DataStax recommends following these best practices for running queries in DSE Search:
  • Use CQL to run search queries.

    Perform all data manipulation with CQL, except for deleting by query.

  • Use the simplest and best fit Solr types to fulfill the required type for your query. See Understanding schema field types.
  • For improved performance, use Solr filter query (fq) parameters instead of q parameters whenever possible. The results from filter queries are stored in a cache. You can reduce the average response time from seconds to milliseconds. The following example queries the cyclist first name and last name:
    '{"q":"*:*", "fq":"firstname:Alex AND lastname:FRAME"}'
    Each fq name and value string pair can be a member of an fq array. The fq name and value pairs are treated as if they are separated by AND. For example:
    '{"q":"*:*", "fq":["lastname:BELKOV", "nationality:Russia"]}'
    Adjust your queries so that the results fit into the memory cache.
  • Use profiles when creating a search index.
  • Avoid querying nodes that are indexing.

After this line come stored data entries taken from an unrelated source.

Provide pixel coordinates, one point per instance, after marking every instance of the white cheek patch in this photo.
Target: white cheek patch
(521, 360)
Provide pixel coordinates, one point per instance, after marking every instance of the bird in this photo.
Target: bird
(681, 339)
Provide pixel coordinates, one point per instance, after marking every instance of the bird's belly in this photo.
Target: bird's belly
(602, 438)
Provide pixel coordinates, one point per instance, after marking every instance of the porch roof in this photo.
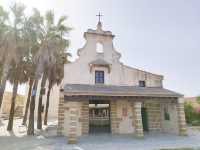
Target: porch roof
(112, 90)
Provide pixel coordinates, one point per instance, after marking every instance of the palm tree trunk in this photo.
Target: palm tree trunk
(12, 109)
(47, 104)
(30, 130)
(2, 89)
(39, 117)
(3, 82)
(27, 102)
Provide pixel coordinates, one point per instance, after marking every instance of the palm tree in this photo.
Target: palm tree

    For responding to queries, DSE Search ranks the nodes that are not performing search indexing higher than nodes that are indexing. If nodes that are indexing are the only nodes that can satisfy the query, the query does not fail but can return only partial results.

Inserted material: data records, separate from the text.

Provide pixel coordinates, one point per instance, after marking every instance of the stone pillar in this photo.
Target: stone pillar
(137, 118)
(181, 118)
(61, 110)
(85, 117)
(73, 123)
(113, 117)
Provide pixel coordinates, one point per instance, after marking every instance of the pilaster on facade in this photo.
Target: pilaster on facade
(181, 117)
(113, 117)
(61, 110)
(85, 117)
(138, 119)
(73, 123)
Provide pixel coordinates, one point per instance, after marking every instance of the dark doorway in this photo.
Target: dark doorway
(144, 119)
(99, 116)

  • Avoid wildcard queries that contain multiple search tokens, unless you are making those queries in conjunction with the Lucene KeywordTokenizer class. If the analyzer creates multiple search tokens from your original input, then you can perform wildcard queries on those tokens. You can also use the KeywordTokenizer class and define a multiple term wildcard query.
  • If you specify time-to-live (TTL) settings for data, to ensure that a Solr index synchronizes with the data, add a query condition similar to the following example. The query condition filters out the expired data that is older than TTL boundary in the query. The query condition does not remove expired data from the index; instead, the condition improves the query consistency. In the example, the epoch time in seconds is the time in the past rounded to the nearest minute, hour, and so on.
    "q":"-_ttl_expire:[* TO <epoch time in seconds>]" 
  • In addition to the TTL guidance shown in the previous point, do not use the current time with every query. You can create a window of staleness; for example, set your TTL filter value every 60 seconds or other time period that the data can be out of synchronization, but the filter cache is cleared after the time period. This avoids caching filters that cannot be reused. You can also use {!cache=false} with your TTL filter, which does not cache the data. For example:
    "fq":"{!cache=false}-_ttl_expire:[0 TO <epoch time in seconds>]"
  • For optimal CQL single-pass queries, including queries where solr_query is used with a partition restriction, and queries with partition restrictions and a search predicate, ensure that the columns to SELECT are not indexed in the search index schema.
    Auto-generation indexes all columns by default. You can ensure that the field is not indexed but still returned in a single-pass query. For example, this statement indexes everything except for column c3, and informs the search index schema about column c3 for efficient and correct single-pass queries.
    CREATE SEARCH INDEX
    ON test_search.abc
    WITH COLUMNS * { indexed : true }, c3 { indexed : false }; 
  • When vnodes are not configured in a cluster, distributed queries in DSE Search are most efficient when the number of nodes in the queried data center (DC) is a multiple of the replication factor (RF) in that DC.
  • Avoid using too many terms in the query, like:
    SELECT request_id, store_id
    FROM store_search.transaction_search
    WHERE solr_query =
      '{"q":"*:*","shards.failover":true,
      "shards.tolerant":false,"fq":"store_id:store1a
      store_id:store2b store_id:store2c ... store_id:store19987d"}';
    Instead, use a terms filter query.
  • When writing collections with few collection updates, DataStax recommends frozen collections over non-frozen collections to address query latency.
    For example, a simple frozen set of text elements:
    CREATE TABLE foo (
      id text, values frozen<set<text>>, PRIMARY KEY (id)
    );
    
    CREATE TYPE name (
      first text, last text
    );
    A frozen list of UDTs:
    CREATE TABLE tableWithList (
      id text, names frozen<list<frozen<name>>>, PRIMARY KEY (id)
    );
  • JSON query limitations
    Failover and tolerance of partial results cannot coexist in the same JSON query. Queries support enabling tolerance for only one parameter.
    Note: The shards.tolerant parameter is not supported when deep paging is on.